Das Smartphone als Spielekonsole: Pokemon-Go-Spieler Ende Juli in Tokio.
Das Smartphone als Spielekonsole: Pokemon-Go-Spieler Ende Juli in Tokio.

© picture alliance / dpa

In jedem Smartphone-Nutzer steckt ein Universalgelehrter, er trägt ja einen allwissenden Assistenten mit sich herum. Gleichzeitig mutiert er zum Kleinkind, das vierte Paradox. Die schöne Geschichte, dass die Entwickler des Touchscreens sich die Technik vom Säugling abgeschaut haben, der den Finger in den Brei stupst, darin herumrührt, um sich das leckere Essen anschließend per Pinzettengriff zuzuführen, gehört zwar ins Reich der Legenden. Aber wie alle Legenden enthält sie einen wahren Kern. Tasten, Tappen, Wischen, Scrollen, Schieben, es entspricht tatsächlich den Gesten eines mit Brei oder Farbe herumschmierenden Babys, wie der Kunstpädagoge Georg Peez feststellt. Schon gibt es Bachelorarbeiten über das Smartphone als „Vermögen unseres Leibes“, als Leib-Extension, vergleichbar dem Blindenstock.

Die nächste Stufe ist längst in Arbeit

Generation Wisch, Klick und weg: Die Teenie-Profis tippen mit dem Daumen, schneller als man gucken kann. Wir älteren Laien tun es in Zeitlupe, mit anderen Fingern. Und Kleinkinder, denen die Eltern zu früh Tablets oder Smartphones in die Hand drücken, versuchen auch mal, den Blick aus dem Autofenster zu vergrößern, indem sie ihn mit den Fingern aufziehen. Die Handhabung des über elektrische Spannung funktionierenden Sensorbildschirms folgt einer denkbar natürlichen Logik, ist dermaßen elegant und taktil, dass sie förmlich erfunden werden musste. Der User bewegt sich im Cyberspace, benötigt aber Fingerspitzengefühl dafür. So kommt die Körperlichkeit doch wieder ins Spiel, ja sogar Zärtlichkeit.

Manchmal erschrickt man über das Tempo. Mein dreijähriger Enkel konnte es nicht fassen, dass Ferkel in der „Pu der Bär“-Geschichte vom Hochwasser nicht einfach zum Handy greift, um Hilfe zu holen. Auf die Erklärung, dass es Telefone früher nur in Räumen gab, wollte er wissen, ob die Schnur denn auch lang genug war, um das Haus damit verlassen zu können. Eine Welt ohne Mobilfunk ist unvorstellbar geworden.

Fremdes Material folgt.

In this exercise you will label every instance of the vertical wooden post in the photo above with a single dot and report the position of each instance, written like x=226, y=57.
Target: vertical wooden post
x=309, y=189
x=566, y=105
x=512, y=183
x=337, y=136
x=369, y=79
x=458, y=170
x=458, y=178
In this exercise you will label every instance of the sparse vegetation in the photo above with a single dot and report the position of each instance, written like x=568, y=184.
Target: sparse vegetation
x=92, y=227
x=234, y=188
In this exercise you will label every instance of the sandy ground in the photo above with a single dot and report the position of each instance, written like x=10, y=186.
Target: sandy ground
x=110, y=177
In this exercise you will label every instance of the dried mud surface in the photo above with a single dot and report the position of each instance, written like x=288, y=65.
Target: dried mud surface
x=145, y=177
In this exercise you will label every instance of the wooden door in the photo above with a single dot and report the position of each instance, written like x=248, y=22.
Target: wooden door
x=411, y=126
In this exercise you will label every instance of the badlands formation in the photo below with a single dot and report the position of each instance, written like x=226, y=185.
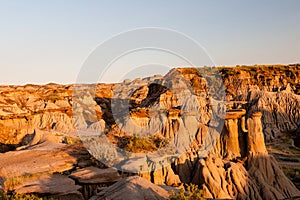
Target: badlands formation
x=233, y=131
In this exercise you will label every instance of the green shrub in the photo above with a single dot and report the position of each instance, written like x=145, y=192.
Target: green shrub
x=192, y=193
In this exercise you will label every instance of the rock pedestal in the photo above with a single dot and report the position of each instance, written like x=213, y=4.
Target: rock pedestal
x=255, y=139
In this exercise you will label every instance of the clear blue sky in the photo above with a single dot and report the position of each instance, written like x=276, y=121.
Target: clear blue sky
x=48, y=41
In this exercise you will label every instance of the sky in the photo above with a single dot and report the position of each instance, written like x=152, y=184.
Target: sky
x=50, y=41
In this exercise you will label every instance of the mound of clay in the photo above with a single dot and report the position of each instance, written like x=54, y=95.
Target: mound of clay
x=133, y=187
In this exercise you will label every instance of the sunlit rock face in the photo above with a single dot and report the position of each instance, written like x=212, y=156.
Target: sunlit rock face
x=255, y=176
x=223, y=151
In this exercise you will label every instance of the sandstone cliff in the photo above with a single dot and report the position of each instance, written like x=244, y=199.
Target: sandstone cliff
x=203, y=131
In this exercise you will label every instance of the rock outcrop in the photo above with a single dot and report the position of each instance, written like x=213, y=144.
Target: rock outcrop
x=133, y=187
x=195, y=140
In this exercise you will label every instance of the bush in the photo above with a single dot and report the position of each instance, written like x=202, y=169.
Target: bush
x=192, y=193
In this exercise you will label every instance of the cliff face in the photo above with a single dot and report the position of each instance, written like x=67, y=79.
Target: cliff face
x=217, y=145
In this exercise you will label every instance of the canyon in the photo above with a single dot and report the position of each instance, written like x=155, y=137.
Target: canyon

Die nächste Stufe, der Omnitouch, ist längst in Arbeit. Ein Gerät samt Miniprojektor in Zigarettenschachtelgröße soll es möglich machen, jede beliebige Oberfläche in einen Sensorbildschirm zu verwandeln, die Tischplatte, die Wand, den eigenen Arm. Sind wir schon Cyborgs und kommen nicht nach?